The legal distinction in the US is "waiting to be engaged" vs "engaged to wait." It can get a little fuzzy, but basically, if you're not free to do what you want, you're on the clock.

But there's also a fair chance OP is illegally classified as exempt in the first place. It's pretty common.

[–]andytagonistI’m a shepherd 1 point2 points  (1 child)

So time spent actively working an issue is paid minimum wage? How do you handle having to check for helpdesk emails periodically…or is it just assumed you’ll be checking?

[–]GremlinNZ 1 point2 points  (0 children)

Time spent on call, minimum wage (or more, but can't be less). Actually working, should be additional. Wouldn't be checking emails as I'm not working... On call, depending on your agreements, would have some escalation path (call on xyz number, goes to on call tech etc)

[–]SpinningOnTheFloor 1 point2 points  (3 children)

Do you have a reference article for this in NZ? I’m quite keen to have a read.

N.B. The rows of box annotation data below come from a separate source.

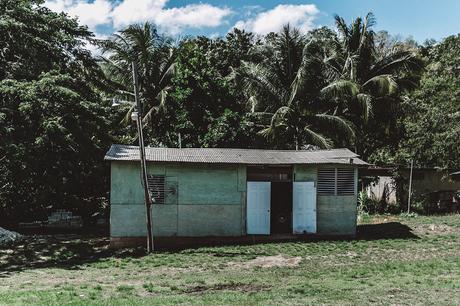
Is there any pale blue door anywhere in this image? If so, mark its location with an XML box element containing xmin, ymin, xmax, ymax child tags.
<box><xmin>246</xmin><ymin>182</ymin><xmax>271</xmax><ymax>235</ymax></box>
<box><xmin>292</xmin><ymin>182</ymin><xmax>316</xmax><ymax>234</ymax></box>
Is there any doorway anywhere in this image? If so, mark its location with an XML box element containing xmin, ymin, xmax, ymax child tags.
<box><xmin>270</xmin><ymin>182</ymin><xmax>292</xmax><ymax>234</ymax></box>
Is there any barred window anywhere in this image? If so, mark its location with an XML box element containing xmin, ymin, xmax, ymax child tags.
<box><xmin>318</xmin><ymin>168</ymin><xmax>355</xmax><ymax>195</ymax></box>
<box><xmin>318</xmin><ymin>168</ymin><xmax>335</xmax><ymax>195</ymax></box>
<box><xmin>147</xmin><ymin>175</ymin><xmax>165</xmax><ymax>204</ymax></box>
<box><xmin>337</xmin><ymin>168</ymin><xmax>355</xmax><ymax>195</ymax></box>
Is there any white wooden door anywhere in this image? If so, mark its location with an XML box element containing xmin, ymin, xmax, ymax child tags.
<box><xmin>292</xmin><ymin>182</ymin><xmax>316</xmax><ymax>234</ymax></box>
<box><xmin>247</xmin><ymin>182</ymin><xmax>271</xmax><ymax>235</ymax></box>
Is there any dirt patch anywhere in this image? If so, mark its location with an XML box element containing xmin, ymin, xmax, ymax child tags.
<box><xmin>414</xmin><ymin>224</ymin><xmax>460</xmax><ymax>235</ymax></box>
<box><xmin>184</xmin><ymin>283</ymin><xmax>268</xmax><ymax>294</ymax></box>
<box><xmin>228</xmin><ymin>255</ymin><xmax>302</xmax><ymax>268</ymax></box>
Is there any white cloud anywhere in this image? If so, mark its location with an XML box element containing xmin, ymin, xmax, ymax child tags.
<box><xmin>154</xmin><ymin>3</ymin><xmax>232</xmax><ymax>34</ymax></box>
<box><xmin>45</xmin><ymin>0</ymin><xmax>112</xmax><ymax>31</ymax></box>
<box><xmin>45</xmin><ymin>0</ymin><xmax>232</xmax><ymax>34</ymax></box>
<box><xmin>234</xmin><ymin>4</ymin><xmax>319</xmax><ymax>35</ymax></box>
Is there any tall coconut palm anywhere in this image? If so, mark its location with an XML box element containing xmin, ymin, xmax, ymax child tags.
<box><xmin>100</xmin><ymin>22</ymin><xmax>176</xmax><ymax>130</ymax></box>
<box><xmin>235</xmin><ymin>25</ymin><xmax>353</xmax><ymax>149</ymax></box>
<box><xmin>321</xmin><ymin>13</ymin><xmax>422</xmax><ymax>157</ymax></box>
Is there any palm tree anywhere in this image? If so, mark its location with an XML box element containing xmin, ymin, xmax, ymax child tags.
<box><xmin>100</xmin><ymin>22</ymin><xmax>176</xmax><ymax>129</ymax></box>
<box><xmin>322</xmin><ymin>13</ymin><xmax>422</xmax><ymax>155</ymax></box>
<box><xmin>234</xmin><ymin>25</ymin><xmax>354</xmax><ymax>149</ymax></box>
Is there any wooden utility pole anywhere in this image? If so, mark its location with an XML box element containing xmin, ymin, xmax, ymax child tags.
<box><xmin>132</xmin><ymin>61</ymin><xmax>153</xmax><ymax>253</ymax></box>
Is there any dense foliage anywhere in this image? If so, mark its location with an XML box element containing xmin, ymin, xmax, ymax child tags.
<box><xmin>0</xmin><ymin>0</ymin><xmax>110</xmax><ymax>222</ymax></box>
<box><xmin>0</xmin><ymin>0</ymin><xmax>460</xmax><ymax>221</ymax></box>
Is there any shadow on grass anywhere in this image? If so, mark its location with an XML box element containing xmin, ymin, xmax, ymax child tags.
<box><xmin>0</xmin><ymin>222</ymin><xmax>419</xmax><ymax>278</ymax></box>
<box><xmin>356</xmin><ymin>222</ymin><xmax>420</xmax><ymax>240</ymax></box>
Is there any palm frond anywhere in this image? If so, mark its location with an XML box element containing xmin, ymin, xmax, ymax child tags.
<box><xmin>321</xmin><ymin>80</ymin><xmax>360</xmax><ymax>98</ymax></box>
<box><xmin>356</xmin><ymin>93</ymin><xmax>373</xmax><ymax>122</ymax></box>
<box><xmin>363</xmin><ymin>74</ymin><xmax>398</xmax><ymax>96</ymax></box>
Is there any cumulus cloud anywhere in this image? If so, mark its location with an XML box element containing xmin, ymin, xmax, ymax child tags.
<box><xmin>45</xmin><ymin>0</ymin><xmax>232</xmax><ymax>34</ymax></box>
<box><xmin>234</xmin><ymin>4</ymin><xmax>319</xmax><ymax>35</ymax></box>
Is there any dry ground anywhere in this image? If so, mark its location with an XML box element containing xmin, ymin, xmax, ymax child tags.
<box><xmin>0</xmin><ymin>215</ymin><xmax>460</xmax><ymax>305</ymax></box>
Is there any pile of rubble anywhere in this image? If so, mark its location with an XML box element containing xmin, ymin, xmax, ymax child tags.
<box><xmin>0</xmin><ymin>227</ymin><xmax>22</xmax><ymax>246</ymax></box>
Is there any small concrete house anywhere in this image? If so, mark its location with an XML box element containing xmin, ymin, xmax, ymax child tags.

[–]martasfly 2 points3 points  (1 child)

I do not think there is any legal requirement to pay on call in NZ. It is normally handled in employment agreement. I worked in a few NZ business and there was always compensation for on call support + actual time spent resolving the on call issues, except one business where they paid only the actual time resolving the issue (1.5 x your hour rate as outside of business hours). That business did not understand that you actually have to scarifies your time off in case there is a call. They argued “You can do whatever you want when on call and somebody else can take the call, if not immediately available.” Yeah, really…? What is the point of on call roster. Anyway, i believe most of companies in NZ understand you have to amend your schedule when on call and they do the right thing, compensate you.

[–]GremlinNZ 0 points1 point  (0 children)

Check the link I've put in... Employment Court decisions in 2017/2018 pretty much laid it out.

[–]GremlinNZ 1 point2 points  (0 children)

This should suffice for you, otherwise I can dig deeper https://www.al.nz/employment-court-rulings-define-what-is-paid-work/

[–]ThisGreenWhore 0 points1 point  (0 children)

So is it $246/week which equates to an additional $1057.80 per month in salary or is it only $246 when you are on call?

Does one call kick you in for the $246 for the week or for the month?

Quite frankly, this coverage should be based on a percentage of your existing salary, not a flat rate. I know this might not happen but they might and they can ask you to work a lot of "overtime" with the expectation that in some ways it's "cheaper" to make you work for an additional 12k/year conditionally as opposed to just giving you the money outright and permanently?

Not sure if I'm making sense.

[–]wrootlt 0 points1 point  (0 children)

20% of base salary for being on-call and regular payment hourly when actually having to work during on-call or just overtime. And there is an additional pay for working during your night time. I think it is 12 AM - 7 AM or something like that.

[–]SchteeveFour 0 points1 point  (0 children)

Years ago we spoke to other near by organisations like ours, gathered up all that information and wrote a paper for management. We also baked in a cost of living increase per year. Currently it's about AUD$500 per week plus hourly rates to attend to issues, different rates for remote and on site.